Steps for implementing semantic search on a text corpus

  • Clean and process corpus
  • [optional] Enrich the data so that there are features in the data that assist better matches to queries.
  • Embed corpus on a sentence embedding model
  • Index embedding using some ANN like NGT/FAISS/HNSW
  • Embed query using the same model
  • Search index using query embedding
  • [optional] Rerank the hits using a cross encoder
  • Serve the top k hits

Training Notes.

When it comes to poetry, users desire recommendations, not just matches. Instead of finding poems that merely contain the query’s terms or related words, we seek instances where the themes, emotions, or concepts in the query are explored within the poems. This is a nuanced challenge.

If I search for “our relationship with technology” instead of matching poems that contain th term or related terms to “relationship” and or “technology”, I want instances of the relationship explored in the poems.

Features that are relevant to the recommendations are things like

  • Settings - physical setting like sunrise, sunset dusk etc. emotional settings like break ups, winning a lottery, death etc.
  • Themes as in the emotive theme or philosophical theme , eg dealing with death, impermanence of life, nature
  • Tone- humor, sarcasm, bitterness
  • Style - acrostic, free verse, etc.

In order to improve the retrieval, I used VLLM and Wizard Vicuna to enrich the documents, I generated a list of emotions, themes and tones of the poem which I appended to the poem before embedding so that some descriptive stuff is also added to the retrieval. I think this has improved the retrieval a lot. but still, it’s tricky to coax a model into coherently give you answers to “this poem is an instance of” to enrich the document.

When I was first reading about semantic search, I thought this would be search that understood my query and then found what was matching that. But really what search of any kind does (as long as the unit of query is words and fitness of match is also based on words) is optimizing the similarity between the query and the text. This to me is just a variation of lexical search. So embedding based retrieval is better at lexical semantics than really parsing the query and extracting the meaning from it.

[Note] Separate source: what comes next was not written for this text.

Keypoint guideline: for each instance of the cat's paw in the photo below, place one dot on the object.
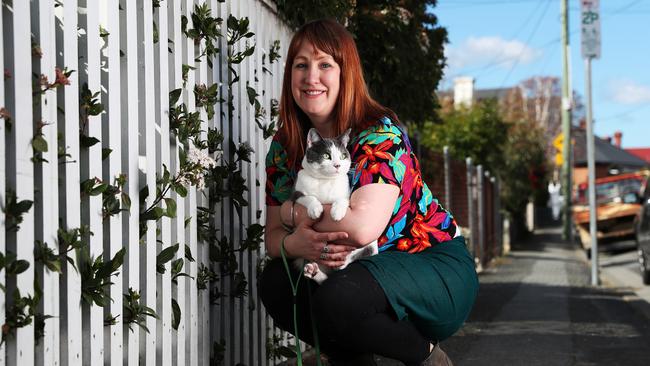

By lexical semantics here I am referring to the structural and functional relationships between word and their meanings that are encoded in text corpora. IN linguistics these are represented as semantic networks or ontologies. The word color is a semantic neighbor of the words red, green and yellow. confusingly they are not lexical neighbors.

What would be cool is if you could search for ‘bitter poem about love set in a cafe’. in this case if we had ways to identify the different components of the query and then run separate searches, or some chaining of searches, that could improve things. eg.

  • search tone : bitter
  • search theme: love | loss
  • search setting: cafe

But as you can imagine, this creates too many moving parts to manage.

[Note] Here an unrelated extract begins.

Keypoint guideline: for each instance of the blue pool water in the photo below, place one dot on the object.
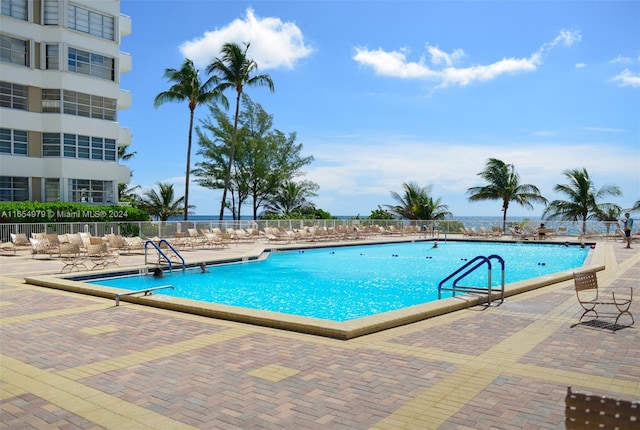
(350, 282)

A shortcut would be use a LLM to do query expansion and that is the approach most current papers and large organizations seem to be exploring. It’s just that that is so resource intensive, and generally needs cloud computing.

Could this situation be improved using different types of embeddings. eg. embeddings that are designed for topic modelling or identifying and retaining topic and ontological models of the text? I think so. But do not have enough empirical evidence.

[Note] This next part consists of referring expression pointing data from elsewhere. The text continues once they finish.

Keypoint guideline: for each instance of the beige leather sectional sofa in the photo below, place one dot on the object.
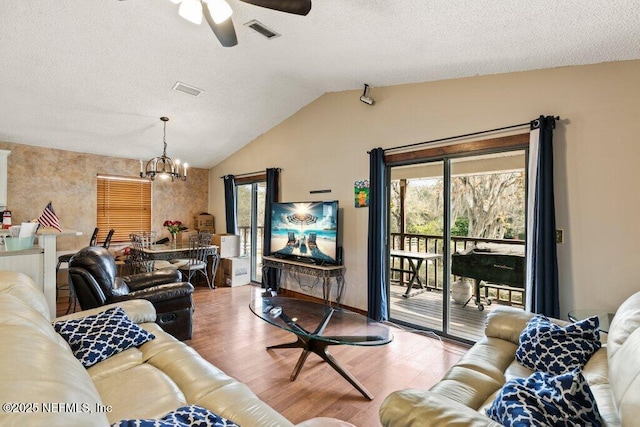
(468, 389)
(43, 383)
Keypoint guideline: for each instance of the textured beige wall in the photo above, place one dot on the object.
(325, 144)
(68, 179)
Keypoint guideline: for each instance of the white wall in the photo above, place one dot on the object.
(325, 144)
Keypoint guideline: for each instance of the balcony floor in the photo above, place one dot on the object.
(425, 311)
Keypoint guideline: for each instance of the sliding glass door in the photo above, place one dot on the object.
(440, 210)
(251, 200)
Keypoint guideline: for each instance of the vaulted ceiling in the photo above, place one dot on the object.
(95, 76)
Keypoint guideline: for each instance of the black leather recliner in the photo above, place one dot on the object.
(92, 275)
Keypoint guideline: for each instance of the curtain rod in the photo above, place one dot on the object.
(249, 173)
(462, 136)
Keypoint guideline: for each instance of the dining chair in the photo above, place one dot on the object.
(139, 261)
(65, 258)
(199, 251)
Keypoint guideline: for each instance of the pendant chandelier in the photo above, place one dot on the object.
(163, 166)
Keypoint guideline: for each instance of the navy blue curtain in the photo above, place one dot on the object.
(377, 306)
(230, 202)
(542, 264)
(272, 195)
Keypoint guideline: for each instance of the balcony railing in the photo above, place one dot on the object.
(432, 275)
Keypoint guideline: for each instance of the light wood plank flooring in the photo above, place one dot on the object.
(228, 335)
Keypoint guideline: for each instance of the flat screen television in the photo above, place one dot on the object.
(305, 231)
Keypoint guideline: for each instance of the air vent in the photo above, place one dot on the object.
(179, 86)
(260, 28)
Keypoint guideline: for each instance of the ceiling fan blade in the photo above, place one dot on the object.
(299, 7)
(224, 31)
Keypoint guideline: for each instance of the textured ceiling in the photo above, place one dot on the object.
(95, 76)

As a thinking tool, semantic search is a definite improvement over lexical but I think there are still many problems left to solve here.

Converting search into recommendations

  1. Add some way of taking in user preferences either upfront, or for each search result
  2. Use these to create (or match) a features for your corpus
  3. update the search and ranking method to add these features

More information about design patterns in recommendation systems can be found here: Yan, Ziyou. (Jun 2021). System Design for Recommendations and Search. eugeneyan.com.